Vorrangiges Ziel ist eine prosperierende Wissenschafts-, Forschungs- und Innovationslandschaft. Die sächsische Forschungs- und Innovationspolitik verfolgt einen systemischen Ansatz, der alle relevanten Akteure (inkl. ihrer Interaktionen) und Rahmenbedingungen berücksichtigt.
Sachsen verwendet einen erheblichen Teil der Kohäsions- und Strukturmittel der EU für die Bereiche Wissenschaft, Forschung und Innovation. Die Förderung umfasst das gesamte Spektrum von der Grundlagenforschung bis hin zur Umsetzung und Vermarktung. Gleichzeitig wird eine breite Vernetzung der Hochschulen und Forschungseinrichtungen auf nationaler, europäischer und internationaler Ebene sowie mit Wirtschaft und Gesellschaft gefördert, um sich im weltweiten Wettbewerb zu behaupten.
Die Forschungspolitik zielt auf die Förderung exzellenter Wissenschaft sowie die Leistungssteigerung der Forschungseinrichtungen ab. Zukunftsfelder wie Mikroelektronik, Kreislaufwirtschaft, Energieforschung, moderne Mobilität, Gesundheitswissenschaft sowie neuartige Werkstoff- und Fertigungstechnologien stehen im Fokus. Von besonderer Bedeutung ist der Ausbau der Kompetenzen im Bereich Digitalisierung, insbesondere in den Themengebieten Künstliche Intelligenz, Robotik und Quantentechnologien.

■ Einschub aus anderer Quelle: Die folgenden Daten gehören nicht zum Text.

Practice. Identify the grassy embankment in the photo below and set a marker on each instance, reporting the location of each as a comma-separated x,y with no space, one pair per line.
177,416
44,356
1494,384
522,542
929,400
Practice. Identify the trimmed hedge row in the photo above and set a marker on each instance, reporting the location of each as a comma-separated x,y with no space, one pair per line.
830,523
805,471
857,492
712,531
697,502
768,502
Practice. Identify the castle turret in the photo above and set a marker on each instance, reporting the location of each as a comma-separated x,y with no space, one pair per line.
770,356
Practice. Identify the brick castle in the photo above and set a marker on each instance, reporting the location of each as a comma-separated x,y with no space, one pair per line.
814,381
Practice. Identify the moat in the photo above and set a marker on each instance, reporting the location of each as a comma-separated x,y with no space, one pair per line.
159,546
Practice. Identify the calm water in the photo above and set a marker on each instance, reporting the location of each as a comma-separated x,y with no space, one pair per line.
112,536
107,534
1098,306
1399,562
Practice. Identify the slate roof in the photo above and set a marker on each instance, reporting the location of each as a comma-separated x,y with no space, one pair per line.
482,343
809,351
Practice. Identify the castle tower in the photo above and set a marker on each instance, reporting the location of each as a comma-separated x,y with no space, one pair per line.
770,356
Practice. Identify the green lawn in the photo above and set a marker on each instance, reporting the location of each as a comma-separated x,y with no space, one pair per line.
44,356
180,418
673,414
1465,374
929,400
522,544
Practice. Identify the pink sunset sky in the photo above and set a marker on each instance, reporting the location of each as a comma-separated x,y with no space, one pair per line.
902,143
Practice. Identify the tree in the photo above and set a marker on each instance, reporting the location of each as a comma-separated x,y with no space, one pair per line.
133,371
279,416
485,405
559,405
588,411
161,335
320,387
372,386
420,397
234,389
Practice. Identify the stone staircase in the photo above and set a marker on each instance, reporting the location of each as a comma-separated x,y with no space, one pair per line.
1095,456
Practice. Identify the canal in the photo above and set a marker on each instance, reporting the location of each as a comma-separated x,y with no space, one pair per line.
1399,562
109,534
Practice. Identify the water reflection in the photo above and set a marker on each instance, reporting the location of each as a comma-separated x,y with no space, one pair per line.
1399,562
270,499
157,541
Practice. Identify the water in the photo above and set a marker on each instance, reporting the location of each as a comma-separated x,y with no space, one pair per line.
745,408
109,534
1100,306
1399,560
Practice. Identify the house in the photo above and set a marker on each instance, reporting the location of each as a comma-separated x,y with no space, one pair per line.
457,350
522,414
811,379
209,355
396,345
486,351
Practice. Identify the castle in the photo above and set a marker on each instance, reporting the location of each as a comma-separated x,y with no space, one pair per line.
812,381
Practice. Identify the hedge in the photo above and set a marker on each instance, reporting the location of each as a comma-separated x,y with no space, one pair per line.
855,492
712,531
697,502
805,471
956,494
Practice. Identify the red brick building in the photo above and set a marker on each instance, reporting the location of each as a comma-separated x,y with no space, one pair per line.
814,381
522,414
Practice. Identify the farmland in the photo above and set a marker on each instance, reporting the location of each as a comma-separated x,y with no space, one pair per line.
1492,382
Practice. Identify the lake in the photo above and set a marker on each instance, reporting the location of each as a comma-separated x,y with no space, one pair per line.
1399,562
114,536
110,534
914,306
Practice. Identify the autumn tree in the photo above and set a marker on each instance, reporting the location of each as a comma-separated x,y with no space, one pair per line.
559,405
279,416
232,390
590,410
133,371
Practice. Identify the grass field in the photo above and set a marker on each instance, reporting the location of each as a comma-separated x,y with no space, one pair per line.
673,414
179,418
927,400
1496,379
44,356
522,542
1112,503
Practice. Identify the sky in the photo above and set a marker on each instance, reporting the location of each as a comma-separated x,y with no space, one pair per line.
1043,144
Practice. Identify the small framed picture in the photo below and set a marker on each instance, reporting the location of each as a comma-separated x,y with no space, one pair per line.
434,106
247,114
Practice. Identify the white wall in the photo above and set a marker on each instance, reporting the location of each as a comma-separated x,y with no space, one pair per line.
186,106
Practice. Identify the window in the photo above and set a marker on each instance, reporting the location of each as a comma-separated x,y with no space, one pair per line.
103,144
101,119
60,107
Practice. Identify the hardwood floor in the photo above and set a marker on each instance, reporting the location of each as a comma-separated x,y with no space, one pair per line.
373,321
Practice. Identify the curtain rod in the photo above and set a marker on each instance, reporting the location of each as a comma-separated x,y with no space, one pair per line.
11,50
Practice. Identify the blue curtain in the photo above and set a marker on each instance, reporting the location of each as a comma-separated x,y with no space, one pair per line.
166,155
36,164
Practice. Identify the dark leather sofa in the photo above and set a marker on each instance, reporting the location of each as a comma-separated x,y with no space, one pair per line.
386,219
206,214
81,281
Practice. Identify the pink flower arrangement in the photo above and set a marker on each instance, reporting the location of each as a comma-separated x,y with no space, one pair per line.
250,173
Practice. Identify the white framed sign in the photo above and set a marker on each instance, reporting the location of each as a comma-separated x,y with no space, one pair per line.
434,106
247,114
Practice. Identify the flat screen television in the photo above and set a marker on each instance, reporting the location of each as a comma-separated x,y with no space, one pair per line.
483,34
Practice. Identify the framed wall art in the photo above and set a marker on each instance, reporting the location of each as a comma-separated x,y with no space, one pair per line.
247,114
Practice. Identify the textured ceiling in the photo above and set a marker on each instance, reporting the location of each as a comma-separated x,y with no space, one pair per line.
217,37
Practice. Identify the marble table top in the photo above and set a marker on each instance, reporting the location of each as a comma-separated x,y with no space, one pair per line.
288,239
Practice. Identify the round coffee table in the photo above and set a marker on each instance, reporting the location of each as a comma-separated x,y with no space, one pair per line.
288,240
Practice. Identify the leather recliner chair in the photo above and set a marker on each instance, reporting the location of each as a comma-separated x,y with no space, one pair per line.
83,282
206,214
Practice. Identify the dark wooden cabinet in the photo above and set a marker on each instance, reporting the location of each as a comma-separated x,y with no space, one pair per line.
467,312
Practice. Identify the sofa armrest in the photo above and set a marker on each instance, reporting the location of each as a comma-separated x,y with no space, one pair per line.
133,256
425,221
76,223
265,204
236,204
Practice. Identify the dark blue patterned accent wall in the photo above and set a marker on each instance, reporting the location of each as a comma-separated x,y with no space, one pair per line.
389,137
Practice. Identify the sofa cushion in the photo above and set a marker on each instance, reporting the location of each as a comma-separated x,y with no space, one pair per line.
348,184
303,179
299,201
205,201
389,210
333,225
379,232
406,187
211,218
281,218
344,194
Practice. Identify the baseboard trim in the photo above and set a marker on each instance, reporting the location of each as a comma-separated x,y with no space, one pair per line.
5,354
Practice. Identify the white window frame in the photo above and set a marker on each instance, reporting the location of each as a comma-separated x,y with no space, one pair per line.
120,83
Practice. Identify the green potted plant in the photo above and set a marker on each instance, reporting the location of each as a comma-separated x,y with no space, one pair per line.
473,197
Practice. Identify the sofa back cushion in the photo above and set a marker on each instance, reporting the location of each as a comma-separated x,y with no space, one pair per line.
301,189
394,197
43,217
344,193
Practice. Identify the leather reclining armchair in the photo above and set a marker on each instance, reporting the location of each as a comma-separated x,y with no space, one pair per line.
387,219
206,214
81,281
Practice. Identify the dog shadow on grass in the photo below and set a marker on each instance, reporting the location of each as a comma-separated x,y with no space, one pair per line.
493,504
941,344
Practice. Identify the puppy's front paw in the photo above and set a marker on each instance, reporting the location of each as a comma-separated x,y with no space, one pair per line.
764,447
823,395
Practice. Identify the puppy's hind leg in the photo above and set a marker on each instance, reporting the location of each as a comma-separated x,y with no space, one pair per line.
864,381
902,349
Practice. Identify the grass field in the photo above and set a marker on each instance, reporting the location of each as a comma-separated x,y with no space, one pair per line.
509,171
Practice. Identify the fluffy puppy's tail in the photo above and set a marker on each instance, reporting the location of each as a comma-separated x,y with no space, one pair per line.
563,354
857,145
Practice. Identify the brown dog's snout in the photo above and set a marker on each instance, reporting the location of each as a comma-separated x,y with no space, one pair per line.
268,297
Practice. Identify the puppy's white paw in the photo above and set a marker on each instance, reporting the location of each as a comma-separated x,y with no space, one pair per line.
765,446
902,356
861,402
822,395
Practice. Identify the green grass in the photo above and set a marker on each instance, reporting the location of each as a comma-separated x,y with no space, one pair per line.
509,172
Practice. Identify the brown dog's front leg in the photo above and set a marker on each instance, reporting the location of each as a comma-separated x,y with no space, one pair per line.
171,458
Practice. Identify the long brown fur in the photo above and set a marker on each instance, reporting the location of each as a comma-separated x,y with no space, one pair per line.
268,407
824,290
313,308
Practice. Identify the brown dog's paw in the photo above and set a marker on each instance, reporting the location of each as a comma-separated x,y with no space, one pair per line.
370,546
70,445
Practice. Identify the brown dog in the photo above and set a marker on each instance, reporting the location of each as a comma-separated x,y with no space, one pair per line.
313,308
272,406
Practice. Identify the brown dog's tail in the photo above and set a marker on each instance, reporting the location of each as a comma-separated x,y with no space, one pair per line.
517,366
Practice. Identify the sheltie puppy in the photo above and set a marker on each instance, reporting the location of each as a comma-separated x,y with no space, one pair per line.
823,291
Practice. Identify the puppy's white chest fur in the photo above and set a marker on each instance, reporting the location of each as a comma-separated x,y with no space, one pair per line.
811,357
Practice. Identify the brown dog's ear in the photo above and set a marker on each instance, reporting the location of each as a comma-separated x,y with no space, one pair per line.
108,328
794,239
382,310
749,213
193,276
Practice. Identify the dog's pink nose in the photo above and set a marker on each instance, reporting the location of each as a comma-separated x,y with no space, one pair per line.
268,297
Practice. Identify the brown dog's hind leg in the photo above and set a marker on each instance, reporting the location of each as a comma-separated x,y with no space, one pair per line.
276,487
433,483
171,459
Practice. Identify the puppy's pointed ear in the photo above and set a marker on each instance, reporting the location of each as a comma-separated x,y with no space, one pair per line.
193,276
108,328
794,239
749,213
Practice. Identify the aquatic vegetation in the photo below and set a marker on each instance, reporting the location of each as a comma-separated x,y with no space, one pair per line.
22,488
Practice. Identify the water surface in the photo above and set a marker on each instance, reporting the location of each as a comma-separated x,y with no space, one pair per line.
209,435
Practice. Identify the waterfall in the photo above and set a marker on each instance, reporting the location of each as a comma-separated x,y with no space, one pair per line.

Mit dem „Weißbuch für die Forschung in öffentlichen Wissenschaftseinrichtungen“ wurden Leitlinien für die strategische Weiterentwicklung der Forschungslandschaft herausgearbeitet, damit Sachsen sich im internationalen Wettbewerb behauptet und seinen Teil dazu beiträgt, Antworten auf die drängenden Zukunftsfragen zu finden.
Mit der „Innovationsstrategie“ mobilisiert Sachsen Potenziale und Ressourcen und verfolgt das Ziel, sächsische Unternehmen dabei zu unterstützen, noch mehr technische und nichttechnische Innovationen hervorzubringen und internationale Märkte zu erobern. Die Strategie fußt auf den Säulen „intelligente Spezialisierung“ und „intelligente Diversifizierung“. Vor allem kleine und mittlere Unternehmen stehen im Fokus der sächsischen Innovationspolitik.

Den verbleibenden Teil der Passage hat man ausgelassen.